In those instances when attention from specialists is needed, Blackwelder and others say that a physician is more likely to be better prepared to counsel the patient as to the possible outcomes of the specialists’ treatment, as well as to act as a sort of translator between the patient and the specialists. “The health care system is complex,” Pugno said. “The constellation of specialists is complex. And the primary care physician has the greater depth and broader view to be able to more efficiently direct a patient to the right specialist,” and to more comprehensively coordinate, interpret, and apply the care that is indicated.

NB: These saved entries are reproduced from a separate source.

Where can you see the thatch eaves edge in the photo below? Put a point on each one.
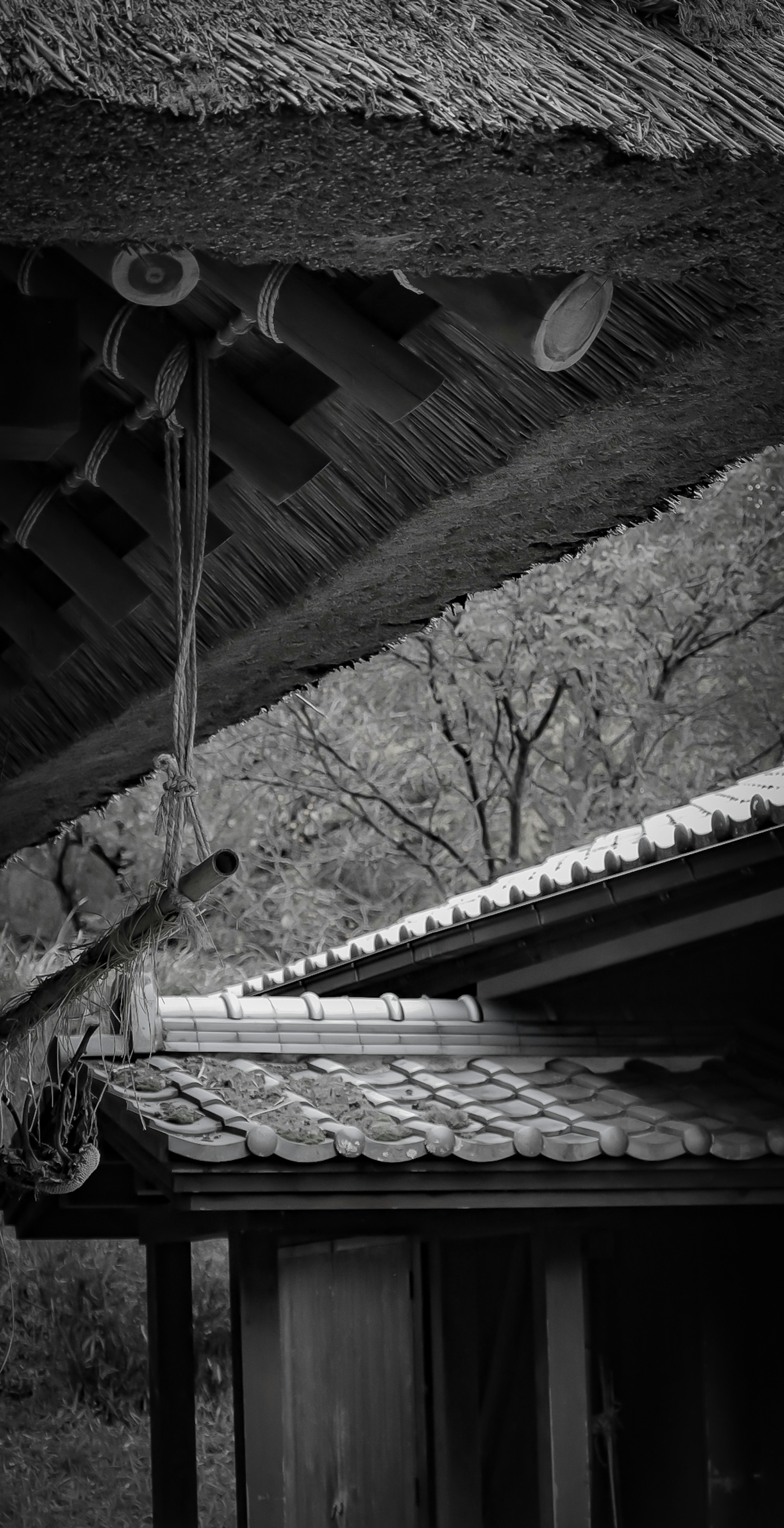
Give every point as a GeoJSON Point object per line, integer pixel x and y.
{"type": "Point", "coordinates": [341, 192]}
{"type": "Point", "coordinates": [716, 404]}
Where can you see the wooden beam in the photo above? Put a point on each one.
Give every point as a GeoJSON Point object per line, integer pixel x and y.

Doctors say that this ability is a direct result of having spent substantial amounts of time practicing and training with different subspecialists during their years as students and residents. Blackwelder and Pugno both suggested the example of needing to send a patient to surgery, and explained that they participated directly in a broad range of surgical procedures during their training, from appendectomies to hip replacements to operating on gunshot wounds. “So, while I don’t do those as a family physician,” Blackwelder said, “I’ve been a part of them, I’ve worked with the physicians who do them. I know what the patient goes through, and I know the kinds of questions that will be asked.”

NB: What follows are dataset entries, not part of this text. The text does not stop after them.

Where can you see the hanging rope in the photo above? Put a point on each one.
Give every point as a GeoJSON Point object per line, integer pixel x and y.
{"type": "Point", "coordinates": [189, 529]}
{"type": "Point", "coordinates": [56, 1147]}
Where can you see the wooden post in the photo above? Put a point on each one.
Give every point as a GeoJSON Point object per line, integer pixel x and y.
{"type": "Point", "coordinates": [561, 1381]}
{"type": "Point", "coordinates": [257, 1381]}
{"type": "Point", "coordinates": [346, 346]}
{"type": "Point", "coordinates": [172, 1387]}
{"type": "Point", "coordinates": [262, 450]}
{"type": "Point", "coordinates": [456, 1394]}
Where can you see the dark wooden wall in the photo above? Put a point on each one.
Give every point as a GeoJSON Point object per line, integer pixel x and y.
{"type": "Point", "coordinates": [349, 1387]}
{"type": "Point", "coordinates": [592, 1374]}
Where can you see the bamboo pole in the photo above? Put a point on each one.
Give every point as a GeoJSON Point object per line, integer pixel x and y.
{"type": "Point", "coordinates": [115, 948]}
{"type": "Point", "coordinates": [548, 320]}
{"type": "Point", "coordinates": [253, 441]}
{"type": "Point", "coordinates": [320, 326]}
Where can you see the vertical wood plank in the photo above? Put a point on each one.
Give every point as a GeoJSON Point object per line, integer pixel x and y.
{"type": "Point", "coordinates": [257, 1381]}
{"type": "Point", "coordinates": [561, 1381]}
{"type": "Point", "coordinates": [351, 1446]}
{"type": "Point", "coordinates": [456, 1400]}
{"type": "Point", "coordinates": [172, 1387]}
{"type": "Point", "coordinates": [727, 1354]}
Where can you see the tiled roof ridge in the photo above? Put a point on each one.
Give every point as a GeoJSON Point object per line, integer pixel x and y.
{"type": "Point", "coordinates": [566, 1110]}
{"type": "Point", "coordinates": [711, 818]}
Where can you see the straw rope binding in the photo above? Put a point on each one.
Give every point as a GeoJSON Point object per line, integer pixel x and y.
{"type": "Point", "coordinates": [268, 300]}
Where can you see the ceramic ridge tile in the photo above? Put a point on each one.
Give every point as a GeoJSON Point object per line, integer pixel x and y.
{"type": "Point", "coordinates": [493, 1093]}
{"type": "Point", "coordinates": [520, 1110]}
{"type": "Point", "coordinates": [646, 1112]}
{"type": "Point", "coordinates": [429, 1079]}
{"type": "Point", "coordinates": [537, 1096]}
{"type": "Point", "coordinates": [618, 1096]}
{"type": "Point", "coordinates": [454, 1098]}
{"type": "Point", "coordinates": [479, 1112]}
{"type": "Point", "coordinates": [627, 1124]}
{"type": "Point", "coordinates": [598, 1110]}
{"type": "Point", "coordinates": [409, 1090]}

Pugno and Blackwelder added that this level of knowledge and experience goes a long way in assuaging the anxieties of a patient encountering a complicated condition or, even more so, a complicated set of interacting conditions. Because they have more first-hand knowledge of the kinds of experiences undergone by such patients, they can better counsel them as to the variety of possibilities involved — the nature and likelihood of complications, for example.  “That experience,” added Pugno, “allows you to relate things to your patient in more depth — but, most important, you can give them the perspective and the context that lets them know what’s really going on.”

 

Working together?

In spite of these differences, nearly every doctor and nurse we interviewed agreed that the quality of care improved significantly in team-based practices with various kinds of health care professionals available to care for a patient together. The principal difference is that physicians believe such teams ought to count on a primary care doctor to handle those instances where their skills and experience exceed those of a nurse practitioner. “Every member of the team is critical,” said Blackwelder. “Every member has roles they can play. Some of those roles overlap. But you can’t just substitute one member of the team for another.”